- Chisholm
- Coordinates: 32°45′29″S 151°37′34″E﻿ / ﻿32.758°S 151.626°E
- Country: Australia
- State: New South Wales
- Region: Hunter
- City: Maitland
- LGA: City of Maitland;
- Location: 23 km (14 mi) NNW of Newcastle; 7 km (4.3 mi) SE of Maitland;
- Established: 2007

Government
- • State electorate: Maitland;
- • Federal division: Paterson;

Area
- • Total: 6.371 km^{2} (2.460 sq mi)

Population
- • Total: 1,461 (2016 census)
- • Density: 229.32/km^{2} (593.94/sq mi)
- Postcode: 2322
- County: Northumberland
- Parish: Alnwick
Suburbs around Chisholm
| Tenambit | Morpeth | Berry Park |
| East Maitland | Chisholm | Berry Park |
| Metford | Thornton | Thornton |

= Chisholm, New South Wales =

Chisholm is a suburb in the City of Maitland, New South Wales, Australia.

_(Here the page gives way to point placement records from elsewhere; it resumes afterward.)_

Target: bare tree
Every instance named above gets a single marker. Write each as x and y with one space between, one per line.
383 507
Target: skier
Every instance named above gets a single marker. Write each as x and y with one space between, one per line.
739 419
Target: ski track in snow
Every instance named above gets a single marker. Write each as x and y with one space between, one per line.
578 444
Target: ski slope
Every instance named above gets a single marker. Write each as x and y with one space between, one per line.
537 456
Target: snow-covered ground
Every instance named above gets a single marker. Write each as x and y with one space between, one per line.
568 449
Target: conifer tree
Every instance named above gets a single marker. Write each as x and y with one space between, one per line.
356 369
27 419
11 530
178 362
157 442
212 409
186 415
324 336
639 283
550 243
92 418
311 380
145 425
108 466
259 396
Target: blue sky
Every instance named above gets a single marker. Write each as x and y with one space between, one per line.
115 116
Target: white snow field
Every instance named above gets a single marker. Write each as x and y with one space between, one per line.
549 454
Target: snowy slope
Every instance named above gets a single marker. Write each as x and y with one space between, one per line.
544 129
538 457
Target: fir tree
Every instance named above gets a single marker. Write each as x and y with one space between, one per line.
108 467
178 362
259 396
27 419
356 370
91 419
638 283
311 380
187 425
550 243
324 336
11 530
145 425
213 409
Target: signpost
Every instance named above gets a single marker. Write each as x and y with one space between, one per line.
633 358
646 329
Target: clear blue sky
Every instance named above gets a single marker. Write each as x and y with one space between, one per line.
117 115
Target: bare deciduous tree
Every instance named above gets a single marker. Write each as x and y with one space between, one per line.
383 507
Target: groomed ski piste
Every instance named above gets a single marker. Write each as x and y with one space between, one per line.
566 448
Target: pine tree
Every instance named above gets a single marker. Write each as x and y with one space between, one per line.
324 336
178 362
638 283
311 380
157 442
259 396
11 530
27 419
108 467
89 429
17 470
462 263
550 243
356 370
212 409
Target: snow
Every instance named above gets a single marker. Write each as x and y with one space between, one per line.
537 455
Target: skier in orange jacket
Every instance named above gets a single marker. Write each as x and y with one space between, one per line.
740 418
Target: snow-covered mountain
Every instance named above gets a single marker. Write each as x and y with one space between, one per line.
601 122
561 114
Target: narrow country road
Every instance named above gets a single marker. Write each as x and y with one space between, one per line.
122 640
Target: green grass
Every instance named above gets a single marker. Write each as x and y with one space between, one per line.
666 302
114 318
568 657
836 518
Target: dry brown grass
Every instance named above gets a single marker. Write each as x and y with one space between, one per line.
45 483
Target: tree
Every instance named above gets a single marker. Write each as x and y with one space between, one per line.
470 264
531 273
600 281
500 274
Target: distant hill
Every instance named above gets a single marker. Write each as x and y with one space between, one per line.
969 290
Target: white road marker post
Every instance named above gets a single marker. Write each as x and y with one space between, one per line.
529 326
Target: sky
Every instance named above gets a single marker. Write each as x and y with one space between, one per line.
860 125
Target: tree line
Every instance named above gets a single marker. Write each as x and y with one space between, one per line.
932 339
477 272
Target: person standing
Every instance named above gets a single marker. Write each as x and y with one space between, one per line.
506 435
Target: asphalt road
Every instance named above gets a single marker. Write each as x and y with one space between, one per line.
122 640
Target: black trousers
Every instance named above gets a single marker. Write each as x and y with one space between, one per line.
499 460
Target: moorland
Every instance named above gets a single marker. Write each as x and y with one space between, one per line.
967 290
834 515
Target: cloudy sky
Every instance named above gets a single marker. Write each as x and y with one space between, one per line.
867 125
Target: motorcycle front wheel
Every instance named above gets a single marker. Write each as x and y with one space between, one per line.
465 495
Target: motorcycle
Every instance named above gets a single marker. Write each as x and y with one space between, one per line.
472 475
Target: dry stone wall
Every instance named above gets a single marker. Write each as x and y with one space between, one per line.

It is 23 km north-northwest from Newcastle, and 7 km south-east from Maitland. The traditional owners and custodians of the Maitland area are the Wonnarua people.

As at the 2016 Census, Chisholm had a population of almost 1,500. On 6 October 2011 it was announced that an additional 5,000 housing lots were to be released which estimated accommodation for an additional 15,000 residents.

== Population ==
In the 2016 Census, there were 1,461 people in Chisholm. 88.0% were born in Australia and 92.6% spoke only English at home. The most common responses for religion were Catholic 32.2%, Anglican 24.3% and No Religion 22.2%.

== Geography ==
Chisholm is located on a low ridge falling to the surrounding floodplain and wetlands, and further to the Hunter River. Chisholm is bordered by Raymond Terrace Road towards the south, and Mcfarlanes Road towards the east. Towards the north, and west Chisholm borders a natural watercourse, and wetlands.

== Transport ==
As of 27 January 2015 Chisholm is serviced by bus route 189 (Thornton to Stockland Green Hills via Chisholm), with stops at:
- Corner of Settlers Boulevard and Raymond Terrace Road (Thornton Side)
- Settlers Boulevard near the roundabout
- Grasshawk Drive at St. Aloysius Catholic Primary School

The closest train station is Thornton railway station.

== Facilities ==
The first school located in Chisholm is St. Aloysius Catholic Primary School. The closest public primary school is Thornton Public School, and the secondary school is Francis Greenway High School.
In 2018 St. Bede's Catholic College opened to cater for the increased demand for Catholic Education in the Maitland region. St Bede's Catholic College is currently located next to St. Aloysius Catholic Primary School. A child care centre, St Nicholas Early Education, is located alongside St Aloysius. There are two other childcare centres in Chisholm.

In September 2022, Maitland City Council approved a development application submitted by Revelop to construct a shopping centre branded as Chisholm Plaza. Construction was scheduled to begin in April 2023, and continuing through to completion in December 2023. However, this never occurred. The centre has not been built yet and some residents are disapproving of this. It is hoped that construction will begin soon, although that may not happen. The Chisholm Plaza is said to boast two supermarkets, a bottle shop, cafes, restaurants, a tavern, and 40 lettable shop fronts for speciality retailers. In addition to these retail offerings the site will also house medical/allied health care facilities, another early education centre, and lifestyle facilities including a gym and swim school.